Majority of advertisers will tell you that Google Adwords and Yahoo are the best PPC search engines. They are the largest in the industry, they offer professional support and they receive quality and targeted search traffic. As people claim, they bring the best ROI compared to the other engines.

However, smaller PPC search engines can also be very profitable. As said before, it depends on many factors. Some niches might bring better ROI using smaller PPC’s than the large ones.

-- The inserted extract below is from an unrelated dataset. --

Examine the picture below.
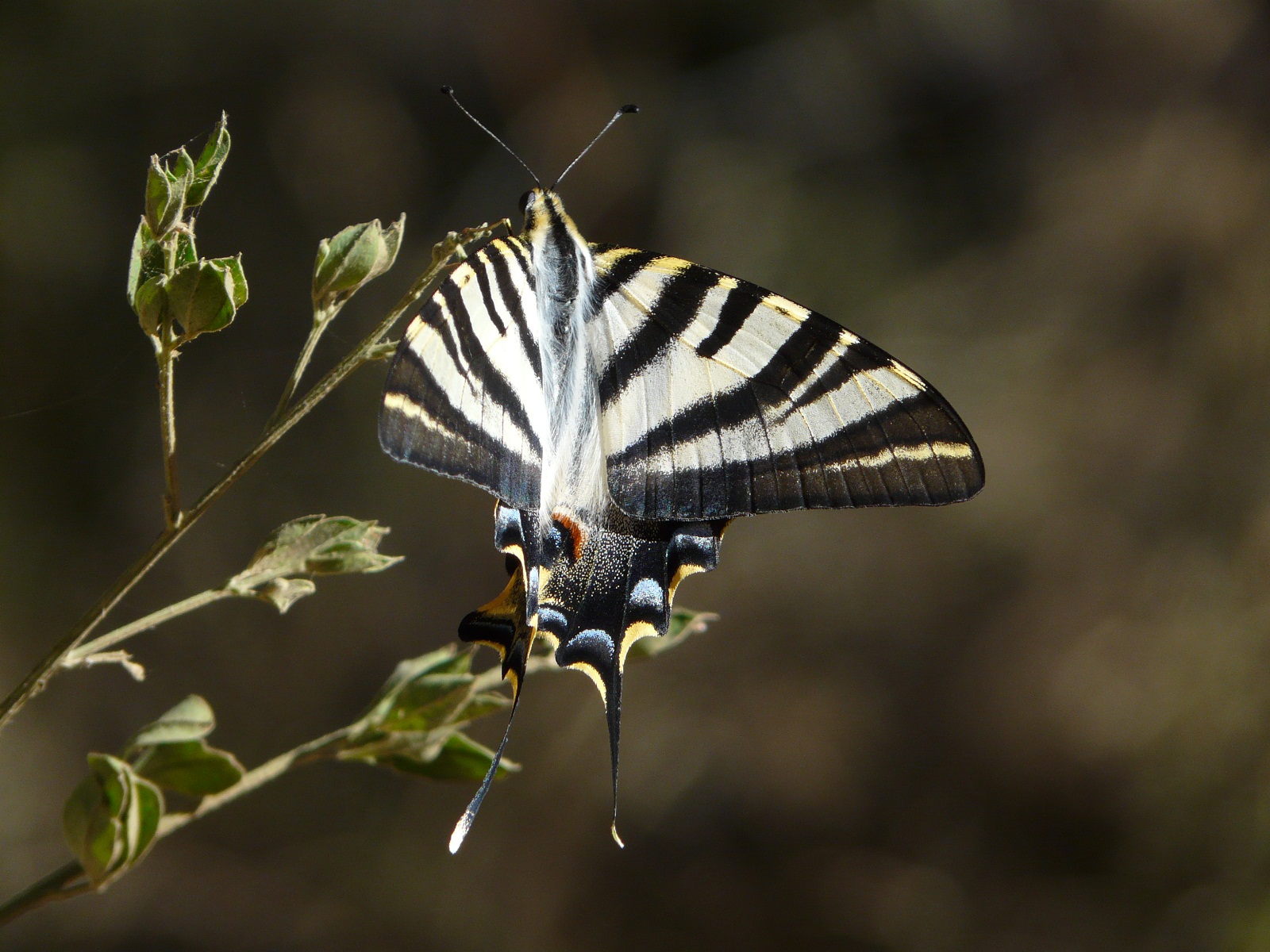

Let’s say on Google, to be listed in position 1 or 2, you would have to bid .50 (50 cents) a click for a selected term. Then you would have to spend $50 to get 100 visitors. We’ll assume you sell a product that costs $10. If you have 5% CR, then you sell your product to 5 customers and get $50. Again, you have no ROI. But, smaller PPC’s might be a better idea. Here’s why:

You sell the same product for $10. But your conversion is lower, 1% instead of 5%. As long as the PPC search engine is smaller, you now pay only 0.01 (1 cent) a click. Now with 1% CR, 1 out of 100 people buy your product. You spend $1 to get 100 visitors and make $10 per sale. You spend $5 and make $50. As you can see the smaller PPC brings you much better profit in this case. However, it’s just a theory. You need to test and track every keyword and every campaign in order to discover how it actually converts in your case.

In Conclusion

PPC search engines can be risky. You might guess how many visitors you’ll bring, how much money you’ll make, but the reality is usually very different than your calculations. You may not receive so many clicks in the beginning, so you’ll have to bid higher. If you bid higher, you might spend more money than you were planning to. So you better have good funds in your account in the beginning, because you’ll probably have to spend a lot of money upfront, before you make a sale.

Some people are making thousands of dollars a week from pay per click search engines. So try it out, and if you master the art of PPC’s, you can make some serious money online, from the comfort of your home.